An idea discussed for several years is beginning to receive serious consideration. This is the value-added tax (VAT), common throughout much of the industrialized world. About 150 nations have it.
The options for reducing the $13.5 trillion national debt are to reduce spending, increase taxes, or find additional sources of revenue.
It is difficult, if not impossible, to get Congress to reduce spending. And raising taxes is not appropriate in a recession.
About the only option left is a new revenue source. And this is where the VAT, a means of increasing revenue quickly, could come into play.
The VAT is a broad-based tax. It involves taxation of a product at every stage of production and distribution — when the raw material is sold, when the product is manufactured, when a store purchases it, and when the consumer buys it — with rates ranging from 5 percent in Japan to 25 percent in Sweden.
The VAT is simple to administer. At every stage, each firm deducts the taxes paid at the previous stage before it calculates its own VAT. The VAT is a highly efficient form of taxation because it is difficult to avoid since records are kept at each stage.
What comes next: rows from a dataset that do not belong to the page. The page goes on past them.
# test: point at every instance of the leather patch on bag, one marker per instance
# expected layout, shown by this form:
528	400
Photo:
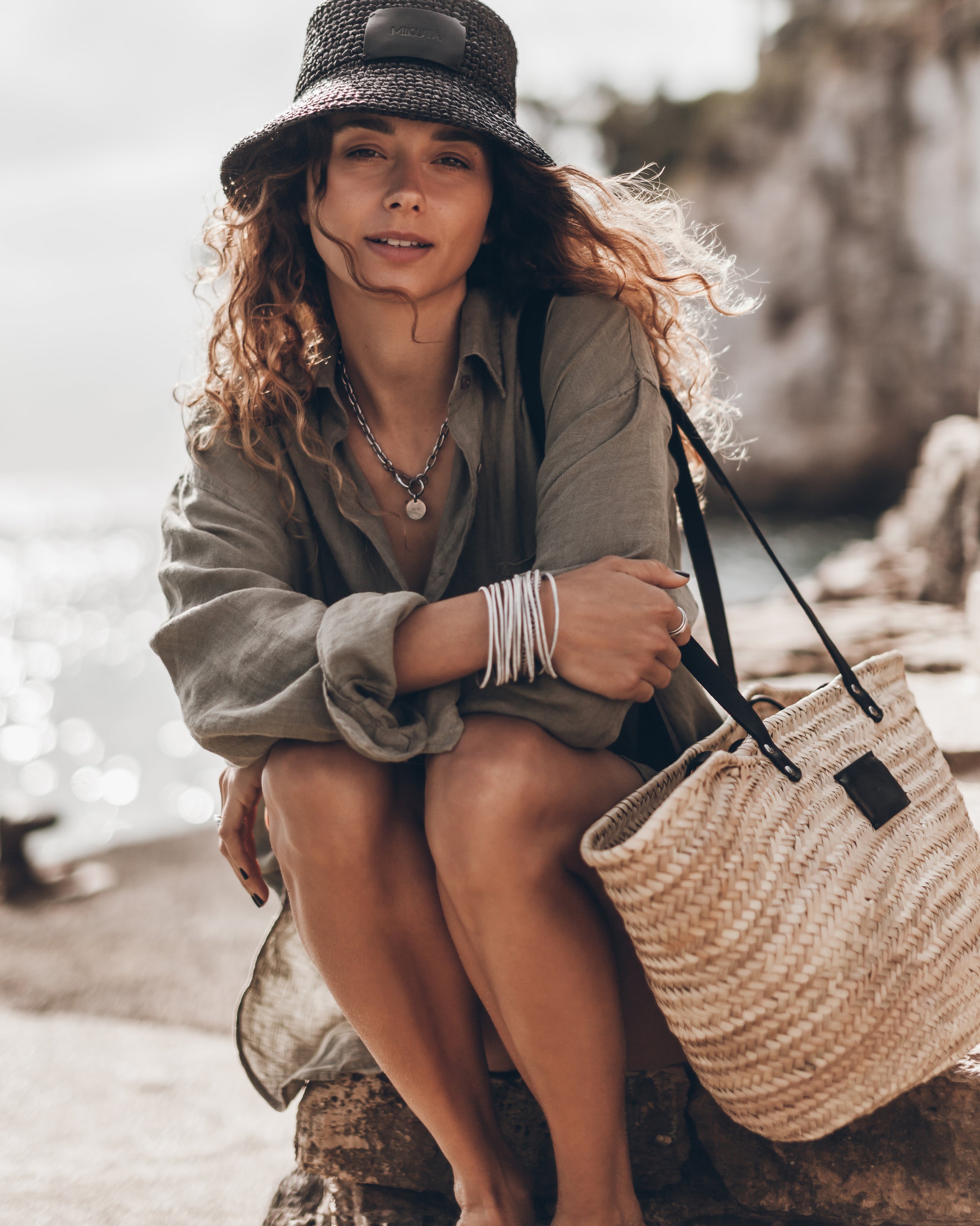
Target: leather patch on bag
418	34
874	789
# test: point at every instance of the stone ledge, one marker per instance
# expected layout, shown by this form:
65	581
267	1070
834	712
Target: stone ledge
358	1128
366	1160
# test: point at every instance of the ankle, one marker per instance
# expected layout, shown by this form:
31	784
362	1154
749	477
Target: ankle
613	1210
501	1198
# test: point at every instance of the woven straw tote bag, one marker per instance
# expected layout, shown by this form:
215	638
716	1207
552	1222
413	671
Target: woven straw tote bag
803	890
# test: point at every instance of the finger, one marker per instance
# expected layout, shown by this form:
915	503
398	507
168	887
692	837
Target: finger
658	574
238	848
657	675
679	639
642	692
669	655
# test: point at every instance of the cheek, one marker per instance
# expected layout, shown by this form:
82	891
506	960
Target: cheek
469	220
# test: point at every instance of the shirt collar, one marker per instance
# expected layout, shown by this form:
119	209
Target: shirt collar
479	337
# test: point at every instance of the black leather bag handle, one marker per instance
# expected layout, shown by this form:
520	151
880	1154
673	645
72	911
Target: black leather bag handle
720	679
530	351
684	423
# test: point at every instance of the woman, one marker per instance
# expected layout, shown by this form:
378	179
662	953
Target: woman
362	466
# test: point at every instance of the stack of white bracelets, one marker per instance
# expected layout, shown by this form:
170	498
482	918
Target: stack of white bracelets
519	640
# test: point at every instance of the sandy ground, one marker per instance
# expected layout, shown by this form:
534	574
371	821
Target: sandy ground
122	1099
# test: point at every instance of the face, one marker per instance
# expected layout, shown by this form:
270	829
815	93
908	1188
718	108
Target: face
408	198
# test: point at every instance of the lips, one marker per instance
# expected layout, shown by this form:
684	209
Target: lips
399	241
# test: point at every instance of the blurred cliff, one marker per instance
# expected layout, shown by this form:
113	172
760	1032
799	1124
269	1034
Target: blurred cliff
848	183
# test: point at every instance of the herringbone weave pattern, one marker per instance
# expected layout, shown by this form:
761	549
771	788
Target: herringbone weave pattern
812	966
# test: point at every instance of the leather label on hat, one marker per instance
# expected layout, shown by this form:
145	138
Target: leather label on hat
418	34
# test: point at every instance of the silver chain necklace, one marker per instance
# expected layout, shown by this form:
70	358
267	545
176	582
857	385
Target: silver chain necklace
416	486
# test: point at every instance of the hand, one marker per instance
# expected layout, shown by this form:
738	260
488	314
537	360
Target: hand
613	629
242	791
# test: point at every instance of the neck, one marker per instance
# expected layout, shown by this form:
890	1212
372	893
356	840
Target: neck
400	379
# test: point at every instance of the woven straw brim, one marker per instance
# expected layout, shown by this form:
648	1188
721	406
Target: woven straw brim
394	87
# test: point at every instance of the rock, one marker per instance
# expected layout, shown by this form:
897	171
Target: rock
359	1129
914	1163
775	639
848	178
364	1160
307	1200
298	1201
929	546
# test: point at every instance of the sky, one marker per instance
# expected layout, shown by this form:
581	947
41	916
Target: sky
117	117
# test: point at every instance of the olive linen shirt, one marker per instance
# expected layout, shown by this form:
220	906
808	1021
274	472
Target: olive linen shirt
283	628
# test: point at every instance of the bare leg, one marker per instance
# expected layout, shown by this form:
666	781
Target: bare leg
350	839
505	813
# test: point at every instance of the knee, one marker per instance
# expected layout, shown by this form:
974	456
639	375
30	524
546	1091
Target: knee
490	817
326	805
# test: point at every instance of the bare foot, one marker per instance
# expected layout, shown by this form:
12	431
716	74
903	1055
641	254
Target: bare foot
613	1214
508	1206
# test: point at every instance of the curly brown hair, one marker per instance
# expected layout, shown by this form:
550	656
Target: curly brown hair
554	228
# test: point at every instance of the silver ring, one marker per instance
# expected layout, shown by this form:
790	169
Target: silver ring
681	628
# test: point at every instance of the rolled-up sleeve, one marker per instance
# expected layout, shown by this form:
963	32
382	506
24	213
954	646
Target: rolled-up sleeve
606	487
254	660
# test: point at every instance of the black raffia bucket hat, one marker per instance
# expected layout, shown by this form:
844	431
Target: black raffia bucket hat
449	62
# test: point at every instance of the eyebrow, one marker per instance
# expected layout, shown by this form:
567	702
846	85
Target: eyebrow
380	124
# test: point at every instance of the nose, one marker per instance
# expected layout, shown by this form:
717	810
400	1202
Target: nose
405	193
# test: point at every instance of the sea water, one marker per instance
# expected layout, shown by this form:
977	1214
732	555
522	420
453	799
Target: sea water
90	727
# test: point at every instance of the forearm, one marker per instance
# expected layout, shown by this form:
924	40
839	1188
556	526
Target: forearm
441	643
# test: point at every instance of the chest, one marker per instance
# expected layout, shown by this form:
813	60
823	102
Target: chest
413	540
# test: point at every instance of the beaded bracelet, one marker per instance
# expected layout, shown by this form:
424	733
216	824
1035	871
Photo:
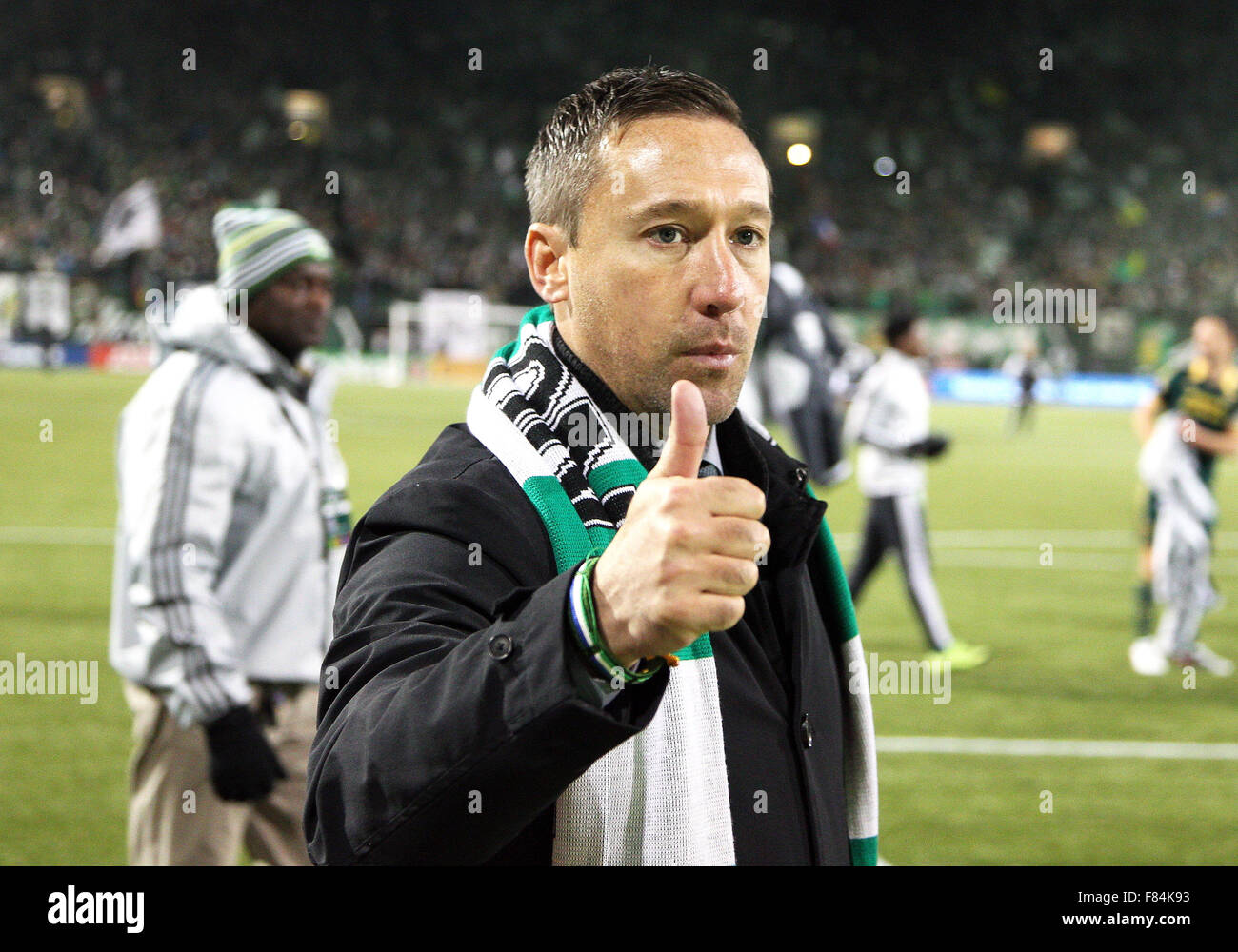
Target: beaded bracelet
589	627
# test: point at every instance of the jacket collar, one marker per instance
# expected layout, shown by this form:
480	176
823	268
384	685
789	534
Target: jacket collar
791	515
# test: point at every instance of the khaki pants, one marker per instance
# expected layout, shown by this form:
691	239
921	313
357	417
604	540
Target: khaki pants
176	817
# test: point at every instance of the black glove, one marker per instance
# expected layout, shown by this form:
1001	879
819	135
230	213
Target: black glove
931	446
243	766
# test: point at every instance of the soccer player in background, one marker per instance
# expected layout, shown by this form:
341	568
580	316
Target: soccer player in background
889	419
230	534
1205	392
1026	367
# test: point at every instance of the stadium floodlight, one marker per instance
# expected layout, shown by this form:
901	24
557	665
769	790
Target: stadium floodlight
799	153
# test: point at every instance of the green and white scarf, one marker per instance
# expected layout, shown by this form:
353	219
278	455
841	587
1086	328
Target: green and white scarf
661	796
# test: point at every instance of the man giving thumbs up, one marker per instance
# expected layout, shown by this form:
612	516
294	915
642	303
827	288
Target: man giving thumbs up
495	691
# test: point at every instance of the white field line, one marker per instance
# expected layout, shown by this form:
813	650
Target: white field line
1014	746
56	536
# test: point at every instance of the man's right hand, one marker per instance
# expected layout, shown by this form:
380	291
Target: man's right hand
243	766
688	551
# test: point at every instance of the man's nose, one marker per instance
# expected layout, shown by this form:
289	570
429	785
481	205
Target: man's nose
321	297
718	279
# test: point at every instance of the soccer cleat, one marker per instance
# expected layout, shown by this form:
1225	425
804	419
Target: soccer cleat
1147	658
961	656
1200	655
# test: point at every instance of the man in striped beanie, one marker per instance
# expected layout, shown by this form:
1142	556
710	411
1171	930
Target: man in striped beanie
275	258
231	524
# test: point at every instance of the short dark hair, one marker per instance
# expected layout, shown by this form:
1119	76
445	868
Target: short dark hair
564	164
898	322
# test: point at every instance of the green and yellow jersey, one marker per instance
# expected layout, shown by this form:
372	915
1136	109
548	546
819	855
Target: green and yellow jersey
1212	404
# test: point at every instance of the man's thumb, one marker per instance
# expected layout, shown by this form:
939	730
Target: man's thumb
689	432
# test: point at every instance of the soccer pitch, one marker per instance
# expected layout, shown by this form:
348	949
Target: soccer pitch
1032	544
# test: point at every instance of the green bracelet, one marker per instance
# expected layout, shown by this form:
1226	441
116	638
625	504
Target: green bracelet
593	627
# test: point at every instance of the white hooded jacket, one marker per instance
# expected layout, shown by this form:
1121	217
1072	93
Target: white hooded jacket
233	516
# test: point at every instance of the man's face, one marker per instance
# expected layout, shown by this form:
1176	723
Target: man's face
669	276
1211	339
291	312
912	342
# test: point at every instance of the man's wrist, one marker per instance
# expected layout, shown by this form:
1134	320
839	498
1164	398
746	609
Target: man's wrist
589	634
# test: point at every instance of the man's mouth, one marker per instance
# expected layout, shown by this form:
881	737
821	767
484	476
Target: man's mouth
713	357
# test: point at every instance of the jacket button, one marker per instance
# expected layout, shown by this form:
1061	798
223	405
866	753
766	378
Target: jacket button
499	647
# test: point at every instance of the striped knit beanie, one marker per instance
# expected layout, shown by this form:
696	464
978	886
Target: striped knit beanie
259	244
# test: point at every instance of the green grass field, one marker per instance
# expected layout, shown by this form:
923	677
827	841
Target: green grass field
1059	635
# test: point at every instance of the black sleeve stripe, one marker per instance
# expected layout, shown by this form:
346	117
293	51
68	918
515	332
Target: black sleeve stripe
168	565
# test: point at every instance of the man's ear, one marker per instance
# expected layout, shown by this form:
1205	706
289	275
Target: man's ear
545	249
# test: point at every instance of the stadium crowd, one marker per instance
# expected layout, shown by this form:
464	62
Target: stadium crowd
429	152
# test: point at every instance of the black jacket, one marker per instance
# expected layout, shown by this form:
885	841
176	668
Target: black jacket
456	705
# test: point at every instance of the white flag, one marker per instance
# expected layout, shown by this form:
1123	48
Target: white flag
130	225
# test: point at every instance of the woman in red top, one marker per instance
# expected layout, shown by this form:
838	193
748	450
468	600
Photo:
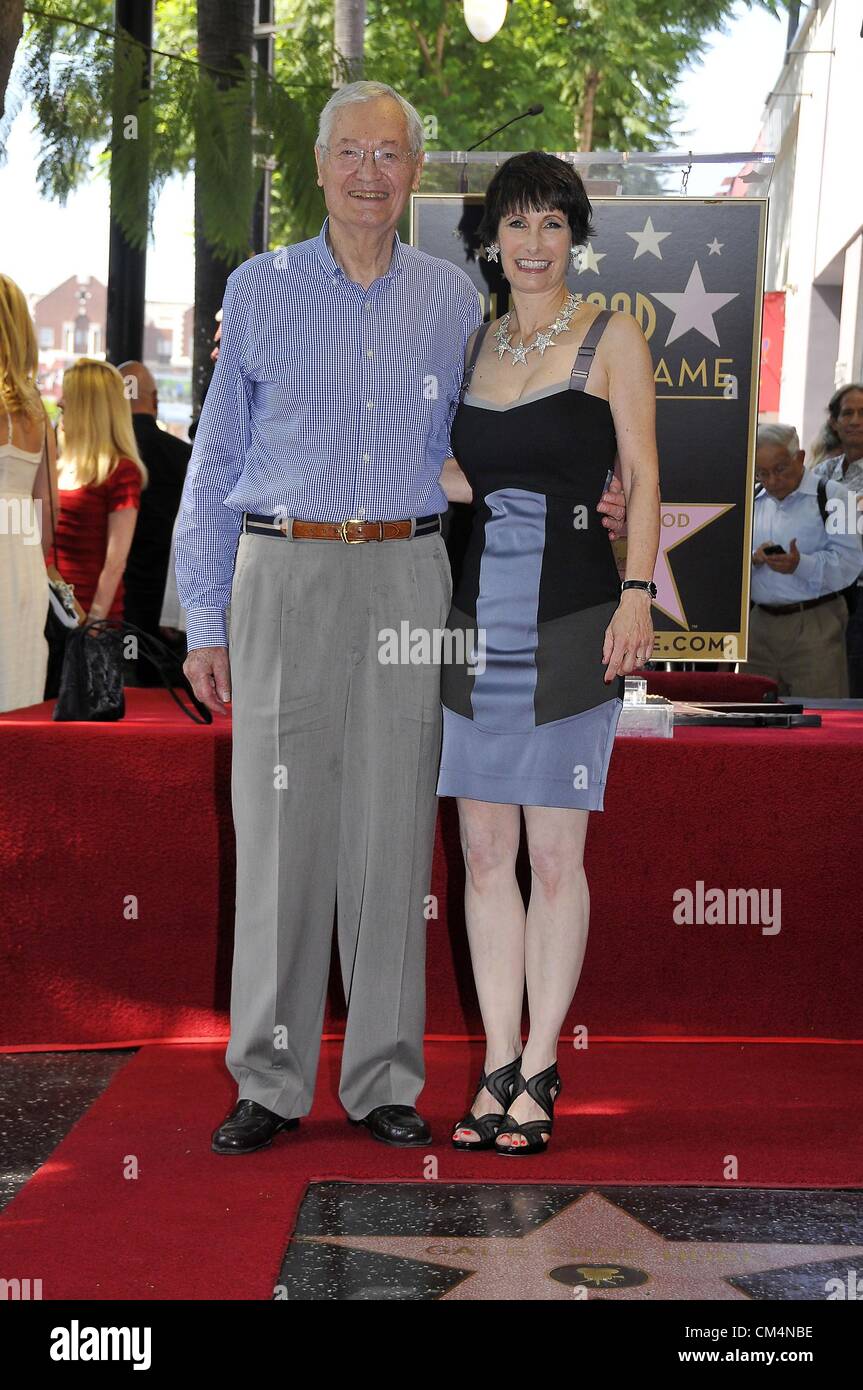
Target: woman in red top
100	477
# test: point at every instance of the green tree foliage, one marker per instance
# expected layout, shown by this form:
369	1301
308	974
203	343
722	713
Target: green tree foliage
605	70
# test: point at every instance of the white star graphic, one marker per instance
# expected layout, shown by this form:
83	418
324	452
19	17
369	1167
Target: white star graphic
648	239
591	260
594	1232
694	307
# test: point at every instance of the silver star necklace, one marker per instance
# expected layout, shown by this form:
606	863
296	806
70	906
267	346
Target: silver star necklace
544	338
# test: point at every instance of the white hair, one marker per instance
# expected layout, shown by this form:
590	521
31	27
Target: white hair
368	92
783	435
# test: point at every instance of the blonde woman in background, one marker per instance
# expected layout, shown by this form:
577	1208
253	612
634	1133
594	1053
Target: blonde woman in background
100	480
25	514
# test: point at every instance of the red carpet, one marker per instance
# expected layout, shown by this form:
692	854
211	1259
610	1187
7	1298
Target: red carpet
193	1225
92	813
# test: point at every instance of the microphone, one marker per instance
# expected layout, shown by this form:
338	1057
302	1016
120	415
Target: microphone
532	110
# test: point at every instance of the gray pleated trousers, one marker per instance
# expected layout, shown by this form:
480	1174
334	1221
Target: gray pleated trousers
334	774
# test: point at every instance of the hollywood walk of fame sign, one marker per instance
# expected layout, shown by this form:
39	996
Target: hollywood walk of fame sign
691	273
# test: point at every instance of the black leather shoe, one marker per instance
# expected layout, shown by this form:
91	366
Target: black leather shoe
396	1125
248	1127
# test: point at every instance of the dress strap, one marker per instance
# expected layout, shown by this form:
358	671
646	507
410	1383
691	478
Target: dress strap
584	357
469	370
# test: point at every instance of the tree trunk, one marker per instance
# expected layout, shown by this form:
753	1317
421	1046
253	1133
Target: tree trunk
11	28
349	36
584	134
224	35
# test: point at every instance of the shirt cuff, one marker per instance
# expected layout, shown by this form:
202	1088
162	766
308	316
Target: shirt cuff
206	627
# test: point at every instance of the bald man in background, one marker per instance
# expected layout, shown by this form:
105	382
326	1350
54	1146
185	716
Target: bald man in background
166	458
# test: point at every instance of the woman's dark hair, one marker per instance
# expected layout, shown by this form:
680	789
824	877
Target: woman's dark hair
537	182
828	441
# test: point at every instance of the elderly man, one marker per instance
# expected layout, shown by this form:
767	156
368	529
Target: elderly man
321	445
803	556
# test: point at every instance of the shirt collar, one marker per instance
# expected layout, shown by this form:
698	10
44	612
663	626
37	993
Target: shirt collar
806	487
332	267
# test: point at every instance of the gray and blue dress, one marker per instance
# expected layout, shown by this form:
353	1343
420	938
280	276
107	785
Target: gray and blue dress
527	716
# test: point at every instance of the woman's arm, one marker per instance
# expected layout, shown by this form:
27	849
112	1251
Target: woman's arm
452	480
45	480
633	401
121	528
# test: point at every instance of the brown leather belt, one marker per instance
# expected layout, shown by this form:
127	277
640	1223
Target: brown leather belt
353	530
796	608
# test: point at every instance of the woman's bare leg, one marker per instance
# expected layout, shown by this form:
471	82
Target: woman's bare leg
495	918
556	936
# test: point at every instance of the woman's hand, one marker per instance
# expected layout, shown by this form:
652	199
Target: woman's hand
628	635
455	484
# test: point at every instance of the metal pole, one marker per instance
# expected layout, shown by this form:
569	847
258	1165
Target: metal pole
127	264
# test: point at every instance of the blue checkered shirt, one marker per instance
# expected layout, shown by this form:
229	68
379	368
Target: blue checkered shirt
328	401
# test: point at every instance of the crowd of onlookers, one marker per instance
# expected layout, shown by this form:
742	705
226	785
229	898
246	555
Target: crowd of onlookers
99	513
92	503
806	616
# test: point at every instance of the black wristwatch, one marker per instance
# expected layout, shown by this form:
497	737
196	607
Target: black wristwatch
639	584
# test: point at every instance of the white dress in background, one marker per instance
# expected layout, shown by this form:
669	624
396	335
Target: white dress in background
24	595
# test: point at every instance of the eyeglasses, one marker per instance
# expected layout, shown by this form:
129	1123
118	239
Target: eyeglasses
778	471
350	157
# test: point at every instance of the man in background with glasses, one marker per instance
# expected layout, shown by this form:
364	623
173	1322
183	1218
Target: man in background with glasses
802	558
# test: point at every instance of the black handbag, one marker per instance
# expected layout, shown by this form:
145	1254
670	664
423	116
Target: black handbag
91	687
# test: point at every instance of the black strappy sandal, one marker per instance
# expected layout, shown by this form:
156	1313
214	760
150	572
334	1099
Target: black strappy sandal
500	1084
544	1089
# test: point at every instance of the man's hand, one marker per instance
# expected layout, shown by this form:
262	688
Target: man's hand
784	563
613	508
209	674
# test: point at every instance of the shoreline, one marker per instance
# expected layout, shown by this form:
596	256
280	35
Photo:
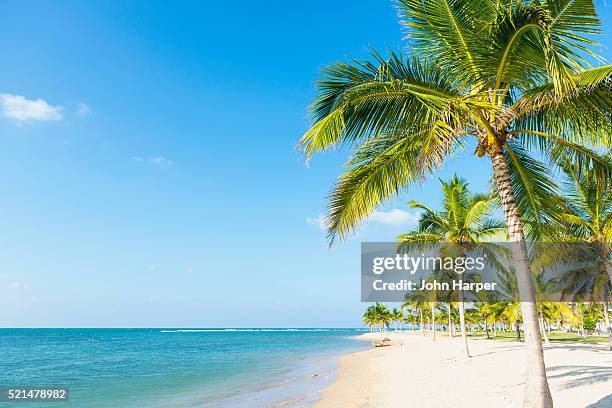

Unlike a sales tax, the VAT lacks visibility. It is hidden in the prices of products. But a 10 percent VAT still increases the costs of all products 10 percent. And it is easy to raise the rate, as Europeans have discovered.
The efficiency of the VAT in generating revenue quickly causes some people to oppose it. They label it a convenient excuse for increasing spending.
Nevertheless, we can expect a VAT proposal in the future.